La tension atteint son paroxysme en 32 avant J.-C. Antoine divorce d’Octavie, la sœur d’Octavien, un acte perçu comme une insulte délibérée et une déclaration de guerre symbolique. Octavien utilise cet événement pour rallier le Sénat à sa cause. Plutarque décrit comment Octavien, habile manipulateur, convainc le Sénat de déclarer la guerre, non pas à Antoine directement, mais à Cléopâtre, l’étrangère qui aurait corrompu un noble Romain.

La Bataille d’Actium : La Décision du Destin

La confrontation finale a lieu en 31 avant J.-C. à Actium, au large des côtes de la Grèce. Plutarque et Suétone offrent des récits vivants de cette bataille décisive. Antoine et Cléopâtre commandent une immense flotte, mais Octavien, soutenu par son commandant Agrippa, dispose d’une flotte plus maniable et d’une armée disciplinée.

Au cœur de la bataille, l’issue semble incertaine. Mais la flotte d’Antoine est prise dans une nasse, et Cléopâtre, voyant la défaite se profiler, prend la fuite avec sa flotte égyptienne. Plutarque décrit la scène : Antoine, déchiré entre l’honneur et l’amour, abandonne le combat pour suivre Cléopâtre. Cette fuite scelle la défaite. Les forces d’Antoine, privées de leur chef, sont rapidement submergées. Octavien remporte une victoire totale.

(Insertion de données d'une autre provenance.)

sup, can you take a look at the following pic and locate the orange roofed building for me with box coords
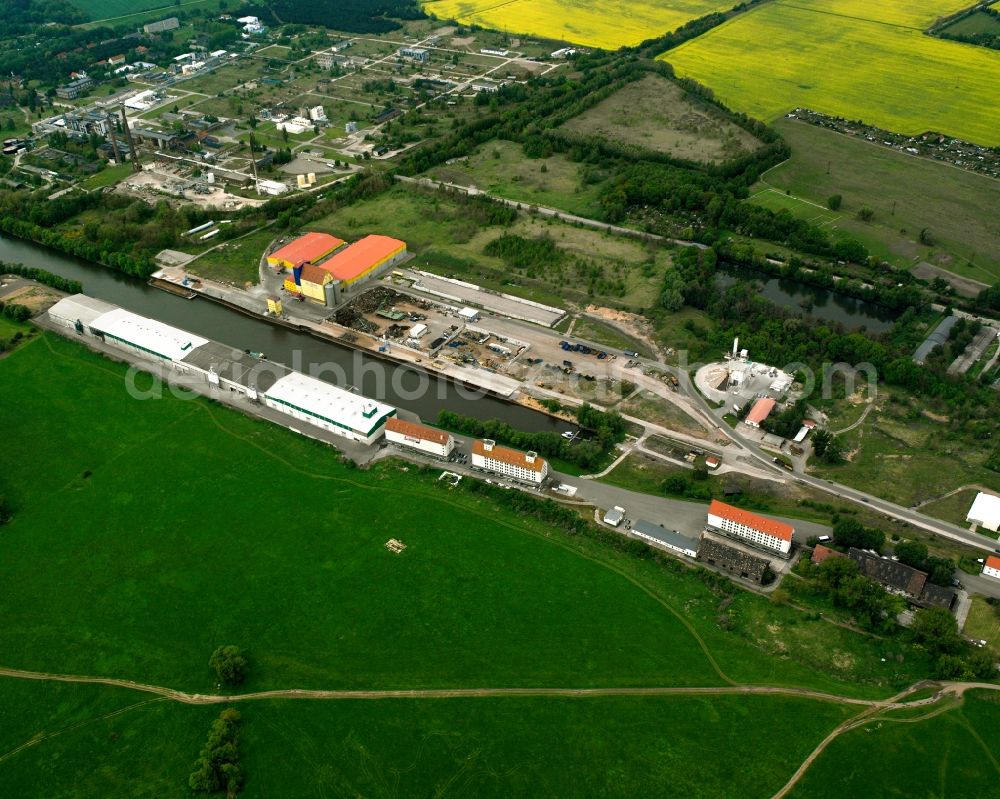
[471,439,548,485]
[744,397,776,429]
[267,232,344,269]
[385,417,455,459]
[706,499,794,556]
[321,234,407,286]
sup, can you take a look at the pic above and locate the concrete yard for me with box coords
[398,268,566,327]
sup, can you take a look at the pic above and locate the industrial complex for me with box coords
[275,231,409,307]
[47,295,397,445]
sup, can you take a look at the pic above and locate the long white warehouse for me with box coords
[263,371,396,445]
[90,307,209,361]
[385,417,455,459]
[47,294,396,446]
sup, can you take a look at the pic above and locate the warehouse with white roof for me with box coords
[46,295,396,446]
[89,308,208,362]
[47,294,117,333]
[967,492,1000,533]
[263,371,396,444]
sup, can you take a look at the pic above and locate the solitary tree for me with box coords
[210,646,249,686]
[827,194,842,211]
[857,205,875,222]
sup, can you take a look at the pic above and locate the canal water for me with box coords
[0,235,566,433]
[717,270,896,333]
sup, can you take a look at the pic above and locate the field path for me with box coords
[768,681,1000,798]
[1,667,995,708]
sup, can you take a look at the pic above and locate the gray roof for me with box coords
[849,548,927,596]
[632,520,698,553]
[697,536,769,582]
[913,315,958,363]
[917,583,958,610]
[180,340,287,393]
[47,294,117,328]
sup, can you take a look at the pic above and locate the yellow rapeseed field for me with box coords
[422,0,733,49]
[664,1,1000,145]
[782,0,969,29]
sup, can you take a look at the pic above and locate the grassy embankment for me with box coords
[747,118,1000,284]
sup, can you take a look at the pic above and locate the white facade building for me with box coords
[706,499,793,556]
[471,439,548,485]
[263,372,395,445]
[983,555,1000,581]
[967,492,1000,533]
[385,417,455,459]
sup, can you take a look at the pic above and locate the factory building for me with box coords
[262,371,396,445]
[706,499,793,556]
[269,232,345,270]
[471,439,548,485]
[385,417,455,459]
[321,235,407,288]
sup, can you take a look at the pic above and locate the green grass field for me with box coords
[749,119,1000,283]
[1,330,992,794]
[811,398,1000,508]
[311,185,667,310]
[0,677,858,799]
[560,73,762,163]
[77,164,134,191]
[787,690,1000,799]
[72,0,224,25]
[185,227,277,285]
[665,0,1000,147]
[428,140,607,218]
[965,596,1000,645]
[919,488,981,529]
[939,9,1000,36]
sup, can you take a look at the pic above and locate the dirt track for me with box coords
[1,666,997,795]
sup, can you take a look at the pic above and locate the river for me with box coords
[717,270,896,333]
[0,235,566,433]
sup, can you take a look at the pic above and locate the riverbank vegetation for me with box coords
[437,403,626,472]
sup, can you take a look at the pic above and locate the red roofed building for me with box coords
[321,234,407,286]
[385,417,455,459]
[744,397,776,428]
[471,439,548,485]
[267,232,344,269]
[707,499,794,556]
[812,544,846,565]
[983,555,1000,581]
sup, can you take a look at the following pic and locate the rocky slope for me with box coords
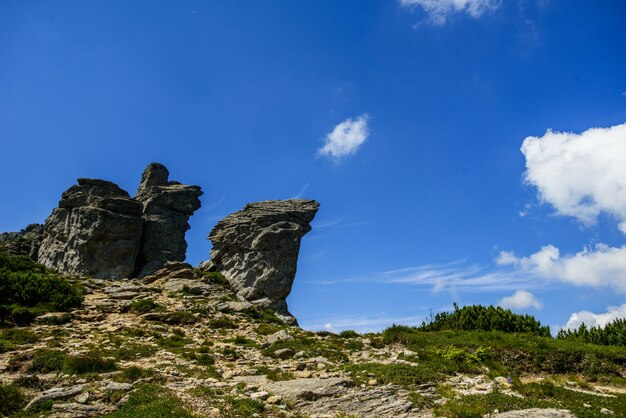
[1,264,624,417]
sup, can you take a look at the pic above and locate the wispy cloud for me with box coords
[300,312,425,333]
[197,194,226,213]
[400,0,502,25]
[380,259,542,293]
[318,114,369,161]
[304,258,546,294]
[291,183,310,199]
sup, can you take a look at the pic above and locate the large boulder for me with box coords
[134,163,203,277]
[37,179,144,279]
[36,163,202,279]
[205,199,319,320]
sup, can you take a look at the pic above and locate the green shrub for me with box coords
[105,383,195,417]
[28,349,66,373]
[558,319,626,346]
[0,252,82,326]
[0,384,25,416]
[339,330,360,338]
[200,271,230,286]
[419,303,551,336]
[65,352,116,374]
[209,317,237,329]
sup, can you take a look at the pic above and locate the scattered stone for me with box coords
[601,408,615,415]
[204,199,319,319]
[266,395,282,404]
[367,379,378,386]
[250,391,270,400]
[25,384,85,409]
[103,381,133,391]
[74,392,90,404]
[266,329,293,344]
[274,348,295,359]
[51,402,115,417]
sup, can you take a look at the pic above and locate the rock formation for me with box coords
[37,178,144,279]
[0,223,43,260]
[36,164,202,279]
[134,163,202,277]
[204,199,319,321]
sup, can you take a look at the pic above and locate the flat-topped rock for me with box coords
[204,199,319,321]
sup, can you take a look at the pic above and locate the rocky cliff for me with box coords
[36,164,202,279]
[204,199,320,323]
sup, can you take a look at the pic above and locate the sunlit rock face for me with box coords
[37,163,202,279]
[205,199,319,322]
[38,178,144,279]
[134,163,203,278]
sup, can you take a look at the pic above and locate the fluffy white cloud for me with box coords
[521,122,626,233]
[318,114,369,160]
[563,303,626,331]
[400,0,502,24]
[497,244,626,292]
[499,290,543,310]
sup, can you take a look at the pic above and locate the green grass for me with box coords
[378,326,626,379]
[262,333,363,362]
[346,362,449,387]
[105,384,196,418]
[255,365,295,381]
[0,328,39,353]
[22,348,116,375]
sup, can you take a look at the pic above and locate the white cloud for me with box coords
[521,122,626,233]
[497,244,626,292]
[563,303,626,331]
[318,114,369,160]
[499,290,542,310]
[400,0,502,25]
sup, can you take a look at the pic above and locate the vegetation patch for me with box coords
[0,252,82,326]
[105,383,196,418]
[0,328,39,353]
[123,299,164,314]
[0,384,25,416]
[255,365,295,381]
[346,362,450,387]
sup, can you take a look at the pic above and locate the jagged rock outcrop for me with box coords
[37,179,144,279]
[0,223,43,260]
[36,164,202,279]
[134,163,202,277]
[205,199,319,321]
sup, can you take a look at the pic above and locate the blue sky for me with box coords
[2,0,626,333]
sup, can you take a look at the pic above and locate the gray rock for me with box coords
[0,223,43,260]
[134,163,202,277]
[103,381,133,391]
[274,348,295,359]
[266,330,293,344]
[38,178,144,279]
[51,403,115,417]
[25,384,85,409]
[36,164,202,279]
[205,199,319,318]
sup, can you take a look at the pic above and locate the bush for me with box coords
[419,303,551,336]
[0,384,25,416]
[0,252,82,326]
[65,352,116,374]
[124,299,163,315]
[558,319,626,346]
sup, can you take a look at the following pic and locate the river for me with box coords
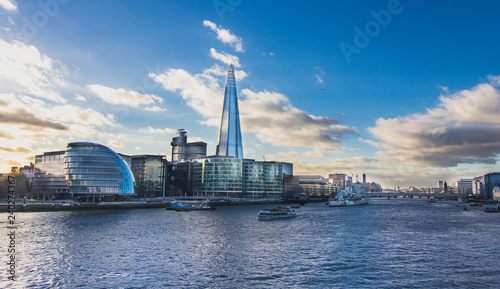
[1,198,499,288]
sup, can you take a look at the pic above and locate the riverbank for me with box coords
[0,199,316,213]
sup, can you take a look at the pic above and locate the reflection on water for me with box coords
[1,199,500,288]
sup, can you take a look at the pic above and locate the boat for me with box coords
[258,206,296,220]
[483,205,499,213]
[458,197,468,204]
[328,187,369,207]
[427,197,437,203]
[165,200,216,211]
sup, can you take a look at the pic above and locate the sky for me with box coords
[0,0,499,189]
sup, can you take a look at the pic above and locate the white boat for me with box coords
[328,187,369,207]
[483,204,499,213]
[258,206,296,220]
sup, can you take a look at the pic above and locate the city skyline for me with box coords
[1,1,500,188]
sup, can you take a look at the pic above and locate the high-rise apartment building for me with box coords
[216,64,243,159]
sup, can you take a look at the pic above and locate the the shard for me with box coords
[216,64,244,158]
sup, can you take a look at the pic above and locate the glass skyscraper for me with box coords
[216,64,244,159]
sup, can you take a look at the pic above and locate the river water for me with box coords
[1,198,500,288]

Conclusion : L’Aube d’un Nouvel Empire

Après Actium, Marc Antoine et Cléopâtre se retirent en Égypte, poursuivis par le destin implacable d’Octavien. En 30 avant J.-C., Octavien marche sur l’Égypte. Antoine, acculé et désespéré, se suicide en apprenant la fausse nouvelle de la mort de Cléopâtre. Celle-ci, à son tour, choisit de mourir plutôt que de subir le triomphe de Rome. Avec leur mort, le dernier obstacle à la suprématie d’Octavien disparaît.